The Nova Scotia Community College's campus in Kentville is bearing more fruit than ever before. Almost 10 years ago, the school was approached by provincial wine industry organizations—folks like the Nova Scotia Department of Agriculture and the Grape Growers Association of Nova Scotia hoped the college would look into the training needs of the industry. Given the campus' location in the Annapolis Valley—the province's vineyard hub—it made sense to get involved. Wine not?
Since then, the college has been steadily introducing a fleet of relevant classes. What started out as a singular introductory course to grape growing inspired the growth of an on-campus educational vineyard in 2014. And this year, students will break in the campus' brand new wine- and hard cider-making lab for the first time.
At the moment, NSCC offers two grape growing courses, an introductory and an intermediate course, both taught by Patrick Cantieni, vineyard manager at Domaine de Grand Pré. These courses take advantage of the on-campus access to vines. Bruce Ewert, L'Acadie Vineyards' owner, teaches a winemaking course and Dominic Rivard, owner of Bulwark Cider, instructs a cider making course. Both of these classes will now use the school's lab as a classroom.
Janet Specht is the project manager at the Kingstec campus, and she says that these courses are one of a kind in Atlantic Canada. The college's new digs are an upgrade from the prior system of using carboy containers, a method comparable to home winemaking. In the new facility, students will crush grapes with a professional press pad, pour the juice into one of the five large vats, where it will ferment, and be able to bottle and store their wine. The new facility also features a wine analysis lab for taste testing.

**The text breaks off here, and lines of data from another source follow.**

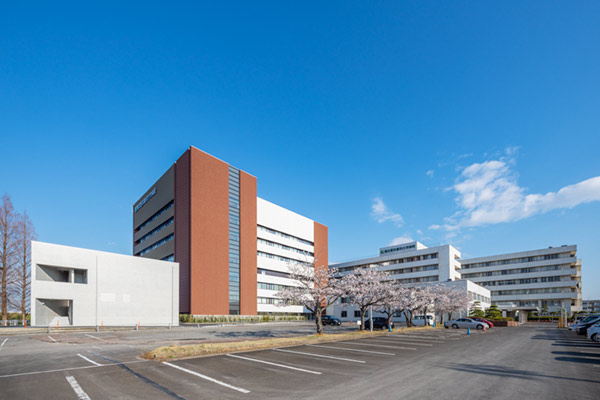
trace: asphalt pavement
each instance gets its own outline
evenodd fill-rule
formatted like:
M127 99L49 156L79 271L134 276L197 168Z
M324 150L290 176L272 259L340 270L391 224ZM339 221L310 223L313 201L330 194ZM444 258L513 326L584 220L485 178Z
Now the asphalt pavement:
M300 323L0 336L0 399L599 398L600 345L556 325L471 335L409 331L171 362L139 358L157 345L313 331Z

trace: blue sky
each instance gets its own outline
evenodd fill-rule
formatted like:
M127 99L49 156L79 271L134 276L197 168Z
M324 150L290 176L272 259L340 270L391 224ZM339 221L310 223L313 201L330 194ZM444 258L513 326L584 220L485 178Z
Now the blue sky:
M597 2L7 4L0 192L40 240L131 253L194 145L329 226L464 257L577 244L600 298ZM563 189L562 191L560 191Z

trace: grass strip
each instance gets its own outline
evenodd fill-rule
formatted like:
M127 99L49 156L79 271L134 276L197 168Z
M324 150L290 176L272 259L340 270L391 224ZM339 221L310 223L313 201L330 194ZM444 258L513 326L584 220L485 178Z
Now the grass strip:
M440 328L427 327L412 327L412 328L399 328L394 329L392 333L398 332L417 332L417 331L430 331ZM172 345L158 347L152 351L149 351L142 355L142 358L148 360L165 361L165 360L180 360L184 358L196 358L211 356L225 353L239 353L252 350L263 350L272 349L275 347L292 347L302 346L306 344L318 344L327 342L337 342L341 340L349 339L360 339L374 336L386 336L389 335L388 331L356 331L348 333L333 333L323 335L309 335L309 336L293 336L293 337L281 337L281 338L269 338L269 339L254 339L254 340L242 340L242 341L231 341L231 342L216 342L216 343L202 343L202 344L189 344L189 345Z

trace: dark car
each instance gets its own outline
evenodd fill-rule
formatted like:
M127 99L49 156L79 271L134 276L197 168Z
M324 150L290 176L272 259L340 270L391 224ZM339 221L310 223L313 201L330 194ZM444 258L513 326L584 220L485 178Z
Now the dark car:
M577 328L575 328L575 332L577 332L578 335L587 335L588 328L597 322L600 322L600 318L593 319L583 324L579 324L577 325Z
M488 324L490 326L490 328L494 327L494 323L485 318L481 318L481 317L469 317L469 318L474 319L475 321L485 322L486 324Z
M323 321L323 325L340 326L342 324L342 321L340 321L336 317L332 317L331 315L323 315L321 317L321 321Z
M365 329L371 329L370 319L365 318ZM373 329L388 329L387 319L382 317L374 317ZM394 321L392 321L392 329L394 329Z

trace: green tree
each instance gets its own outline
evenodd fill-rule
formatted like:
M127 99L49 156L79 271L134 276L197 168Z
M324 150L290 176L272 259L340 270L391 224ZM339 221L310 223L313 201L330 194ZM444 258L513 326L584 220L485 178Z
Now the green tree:
M502 311L498 309L496 304L492 304L490 308L485 311L485 317L489 319L502 318Z
M469 317L480 317L483 318L484 312L481 308L481 302L479 300L475 300L471 309L469 310Z

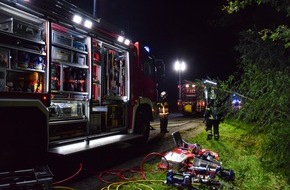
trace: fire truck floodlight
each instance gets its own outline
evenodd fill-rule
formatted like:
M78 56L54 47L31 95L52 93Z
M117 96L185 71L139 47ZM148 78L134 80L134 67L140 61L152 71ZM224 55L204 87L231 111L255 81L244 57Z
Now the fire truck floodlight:
M81 23L82 23L82 20L83 20L83 18L82 18L80 15L74 15L74 16L73 16L73 22L75 22L75 23L77 23L77 24L81 24ZM91 29L92 26L93 26L93 23L92 23L92 21L90 21L90 20L85 20L85 22L83 23L83 25L84 25L86 28Z
M124 37L123 36L118 36L118 42L123 43L124 42Z
M124 36L118 36L117 40L118 42L123 43L127 46L131 43L131 41L129 39L126 39Z
M82 17L80 15L74 15L73 21L77 24L80 24L82 22Z
M90 21L90 20L86 20L85 23L84 23L84 26L85 26L86 28L91 29L92 26L93 26L93 23L92 23L92 21Z
M127 46L128 46L128 45L130 45L130 40L128 40L128 39L125 39L125 42L124 42L124 44L125 44L125 45L127 45Z

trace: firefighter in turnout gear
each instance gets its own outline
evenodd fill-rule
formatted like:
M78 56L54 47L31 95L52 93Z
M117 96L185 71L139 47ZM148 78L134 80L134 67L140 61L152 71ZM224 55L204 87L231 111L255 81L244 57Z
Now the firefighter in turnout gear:
M205 130L207 131L207 140L212 139L214 135L215 140L219 140L219 124L224 119L224 115L226 113L225 104L228 99L229 95L226 95L222 99L218 99L217 97L217 83L213 81L206 80L204 82L204 95L206 100L206 109L204 113L205 119ZM208 85L206 85L208 84ZM225 104L225 105L224 105ZM224 106L223 106L224 105ZM213 134L212 134L213 128Z
M205 109L205 126L207 132L207 140L212 139L212 128L214 133L214 139L219 139L219 124L220 124L220 115L218 114L218 106L216 102L216 93L215 88L211 86L209 91L205 88L205 95L207 98L207 106Z
M159 120L160 120L160 133L168 133L168 102L167 93L165 91L160 94L161 101L158 103L159 106Z

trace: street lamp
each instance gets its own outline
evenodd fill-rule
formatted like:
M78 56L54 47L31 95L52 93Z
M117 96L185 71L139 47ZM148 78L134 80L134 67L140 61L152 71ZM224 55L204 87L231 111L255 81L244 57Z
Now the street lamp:
M179 95L178 95L178 99L181 100L181 73L182 71L185 70L185 63L176 61L175 65L174 65L174 69L176 71L178 71L178 76L179 76Z

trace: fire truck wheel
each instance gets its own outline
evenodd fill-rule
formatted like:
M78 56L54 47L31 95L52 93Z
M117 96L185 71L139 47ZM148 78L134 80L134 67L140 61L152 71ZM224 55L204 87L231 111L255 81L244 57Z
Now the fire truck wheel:
M136 113L136 122L134 128L135 134L143 134L139 140L140 143L146 143L150 133L150 120L146 110L139 109Z

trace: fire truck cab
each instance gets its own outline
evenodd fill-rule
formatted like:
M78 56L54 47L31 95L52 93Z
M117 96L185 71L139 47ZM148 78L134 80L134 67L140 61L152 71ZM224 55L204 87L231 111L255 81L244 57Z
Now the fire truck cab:
M146 143L163 63L113 25L65 0L1 0L0 61L0 169L23 150Z

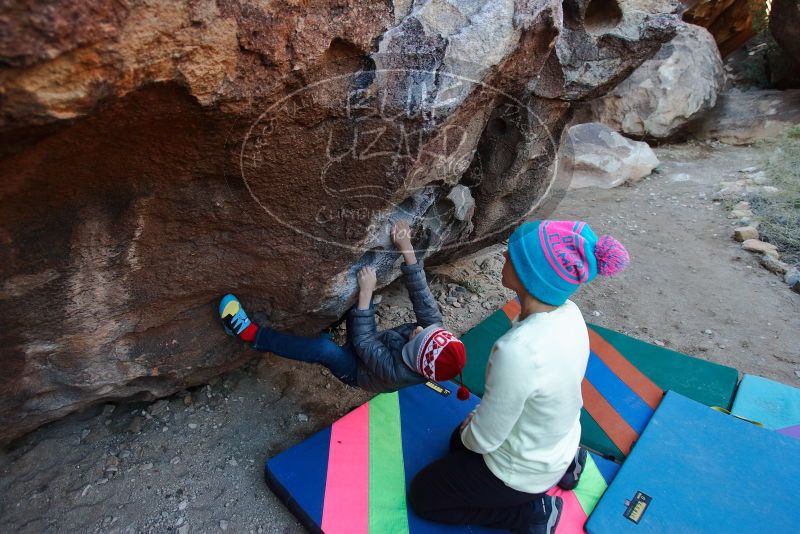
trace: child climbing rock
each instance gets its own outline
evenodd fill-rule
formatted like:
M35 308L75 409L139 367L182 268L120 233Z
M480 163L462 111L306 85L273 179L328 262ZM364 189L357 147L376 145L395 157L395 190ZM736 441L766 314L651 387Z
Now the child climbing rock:
M589 336L568 299L629 257L579 221L525 223L505 257L519 321L492 348L481 403L453 432L450 453L414 478L409 503L431 521L552 534L563 503L546 492L573 489L586 462L578 442Z
M319 363L339 380L368 391L394 391L426 380L450 380L466 363L464 344L442 327L442 314L425 280L411 245L408 223L392 227L392 240L405 262L400 266L416 324L404 324L378 332L372 294L375 270L358 272L358 302L347 316L347 342L339 346L326 336L303 337L258 327L247 317L239 300L226 295L219 304L225 331L261 352L303 362ZM463 388L463 386L462 386ZM459 389L461 397L468 392Z

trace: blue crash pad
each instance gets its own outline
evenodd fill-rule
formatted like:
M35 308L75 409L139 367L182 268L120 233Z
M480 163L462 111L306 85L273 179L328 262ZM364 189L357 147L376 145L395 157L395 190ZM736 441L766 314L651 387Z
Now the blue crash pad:
M797 532L797 458L800 441L670 391L586 529L591 534Z
M731 412L788 433L800 425L800 389L760 376L744 375Z

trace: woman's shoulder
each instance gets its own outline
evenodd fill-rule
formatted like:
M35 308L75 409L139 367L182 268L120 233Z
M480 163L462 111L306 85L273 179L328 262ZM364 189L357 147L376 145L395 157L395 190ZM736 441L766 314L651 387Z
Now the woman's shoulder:
M564 336L577 336L586 331L586 323L577 306L560 313L529 317L506 332L495 342L495 351L508 354L530 355L537 347L550 347L553 342L563 341Z
M525 359L530 355L532 348L528 332L519 327L506 332L494 343L492 358L504 360Z

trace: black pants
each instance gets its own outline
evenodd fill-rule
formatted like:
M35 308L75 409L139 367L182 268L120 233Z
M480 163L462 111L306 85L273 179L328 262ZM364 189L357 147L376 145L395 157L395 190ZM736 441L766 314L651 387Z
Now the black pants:
M464 447L456 428L450 453L411 481L408 503L429 521L524 532L527 525L546 521L543 496L506 486L489 471L482 455Z

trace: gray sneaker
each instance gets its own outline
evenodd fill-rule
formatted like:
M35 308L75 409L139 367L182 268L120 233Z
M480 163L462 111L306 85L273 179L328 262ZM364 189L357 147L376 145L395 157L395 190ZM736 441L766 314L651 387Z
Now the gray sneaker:
M586 467L586 456L588 453L583 447L578 447L578 452L575 453L575 458L569 464L567 472L558 481L558 487L563 490L574 490L578 486L578 481L581 479L583 468Z
M525 534L555 534L556 527L561 519L561 510L564 508L564 501L561 497L543 495L541 501L537 499L531 506L544 509L545 521L541 523L531 523L528 525L527 530L523 532Z

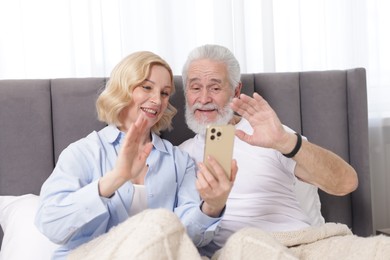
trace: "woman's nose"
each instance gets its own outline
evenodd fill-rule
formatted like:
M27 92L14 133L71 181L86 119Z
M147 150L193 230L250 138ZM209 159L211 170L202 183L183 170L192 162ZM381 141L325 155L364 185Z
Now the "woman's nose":
M150 97L150 101L154 104L161 104L161 96L160 96L160 93L154 93L151 97Z

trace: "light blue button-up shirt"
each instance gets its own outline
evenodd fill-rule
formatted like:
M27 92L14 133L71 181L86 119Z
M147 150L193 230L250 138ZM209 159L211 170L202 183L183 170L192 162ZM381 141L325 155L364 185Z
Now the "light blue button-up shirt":
M41 189L36 225L51 241L62 244L54 259L129 217L134 186L122 185L111 198L99 196L98 180L112 170L124 133L115 126L92 132L69 145ZM152 134L153 149L145 177L148 208L172 210L196 246L208 244L220 218L200 210L194 161L178 147Z

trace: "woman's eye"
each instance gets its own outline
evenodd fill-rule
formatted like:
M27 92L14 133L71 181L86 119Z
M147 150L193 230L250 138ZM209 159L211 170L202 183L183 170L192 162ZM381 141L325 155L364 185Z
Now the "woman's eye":
M142 88L145 89L145 90L151 90L152 89L151 86L142 86Z
M164 97L169 97L169 92L161 92L161 95Z

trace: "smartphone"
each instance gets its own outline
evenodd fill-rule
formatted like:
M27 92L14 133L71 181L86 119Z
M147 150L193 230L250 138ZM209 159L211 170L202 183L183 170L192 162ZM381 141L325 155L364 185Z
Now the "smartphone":
M209 125L206 129L206 141L203 162L211 173L212 167L207 156L214 157L225 170L228 178L231 175L235 127L233 125Z

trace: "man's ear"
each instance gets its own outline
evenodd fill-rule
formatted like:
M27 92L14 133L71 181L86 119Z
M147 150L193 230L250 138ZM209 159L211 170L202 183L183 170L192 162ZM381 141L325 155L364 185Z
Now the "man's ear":
M242 88L242 82L238 82L237 87L234 89L234 97L240 98L241 88Z

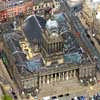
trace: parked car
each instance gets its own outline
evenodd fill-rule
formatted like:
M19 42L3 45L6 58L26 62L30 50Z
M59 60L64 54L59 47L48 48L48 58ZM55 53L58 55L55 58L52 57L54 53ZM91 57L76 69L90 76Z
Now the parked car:
M94 96L90 97L89 100L97 100L94 98Z
M50 96L43 97L42 100L50 100Z
M65 94L65 96L69 96L69 95L70 95L69 93Z
M84 96L80 96L81 100L85 100L85 97Z
M97 95L95 100L100 100L100 95Z
M51 100L57 100L56 96L51 97Z
M78 98L78 100L81 100L81 97L77 97Z
M78 98L77 97L74 97L74 100L78 100Z
M58 97L63 97L63 95L58 95Z

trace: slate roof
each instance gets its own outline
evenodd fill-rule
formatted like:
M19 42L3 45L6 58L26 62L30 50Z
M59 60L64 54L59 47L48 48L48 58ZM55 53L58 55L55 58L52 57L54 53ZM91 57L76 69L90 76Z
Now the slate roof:
M26 20L26 25L24 26L24 33L30 44L33 43L34 39L41 41L42 39L41 28L44 28L46 23L46 21L42 17L36 16L36 18L34 16L29 17Z

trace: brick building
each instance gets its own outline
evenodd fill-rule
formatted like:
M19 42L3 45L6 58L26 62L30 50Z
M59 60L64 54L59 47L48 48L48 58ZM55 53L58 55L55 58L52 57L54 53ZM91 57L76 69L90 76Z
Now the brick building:
M25 13L29 10L29 8L32 8L32 7L33 7L33 3L29 1L20 5L12 6L7 9L1 10L0 21L6 21L8 17L14 17L14 16L19 15L20 13Z

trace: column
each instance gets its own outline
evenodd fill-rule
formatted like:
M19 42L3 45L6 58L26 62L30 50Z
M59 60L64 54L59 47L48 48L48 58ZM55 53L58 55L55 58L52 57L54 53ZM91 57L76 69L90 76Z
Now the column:
M65 73L63 72L63 80L65 80Z
M65 77L66 80L69 79L69 76L68 76L68 72L66 72L66 77Z
M41 76L41 85L43 84L43 76Z
M47 83L47 75L45 76L45 83Z
M69 77L69 79L70 79L70 71L68 72L68 77Z
M71 71L68 72L69 78L71 79Z
M50 83L50 80L49 80L49 75L47 75L47 84Z
M71 70L71 71L70 71L70 78L72 78L72 74L73 74L73 71Z
M51 75L49 75L48 78L49 78L49 84L50 84L51 83Z
M57 81L57 74L55 74L55 82Z
M74 70L73 77L76 77L76 70Z
M53 75L50 75L50 78L51 78L51 83L53 82Z
M92 77L92 74L91 74L91 72L89 72L89 76L90 76L90 77Z
M39 79L39 86L41 87L41 76L40 76L40 79Z
M58 73L59 74L59 80L60 80L60 73Z
M43 84L45 84L45 76L43 76Z
M84 75L85 75L85 77L87 78L88 77L88 70L87 69L85 69L85 71L84 71L85 73L84 73Z
M56 73L56 81L59 80L59 73Z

"It mimics an actual winery," Specht says. "So when students take the courses, it will be like they're working in a actual, real-live commercial winery."
Since 2014, Specht estimates the school has trained over 300 people. This time next year, NSCC hopes to offer a new full-time program for aspiring wine and cider makers. But they aren't jumping into anything just yet—matching industry needs is important to the college. Right now, the school and the province's agriculture department are in the process of surveying the grape and wine sector for further information on required training and employment opportunities.
"We decided to start small with the sector, and to grow with them," she says. "So we're expecting the results of that survey will show us there's a demand for a full-time program."
Bruce Ewert has been teaching the art of winemaking for two decades, and this will be his fourth year at NSCC. Before relocating to Nova Scotia, Ewert was an instructor in the Okanagan Valley. He remembers how much the Okanagan's wine sector accelerated when the local college introduced a program similar to NSCC's back in the mid-90s. "A lot of wine makers who are out in BC now were my students," he says.
The accomplished organic winery and vineyard owner sees a similar future for the Annapolis Valley. "The support that the college is giving the industry [here] is substantial."
From budding home wine makers to aspiring vineyard owners, and even winery professionals who are looking to spruce up their skills, the Kentville campus offers encouragement and the know-how for all sorts of wine enthusiasts.
"And with this teaching winery going in, every class will be a hands-on experience," says Ewert of the new facilities. "The ability to deliver a very appropriate or real experience has just ramped up big time."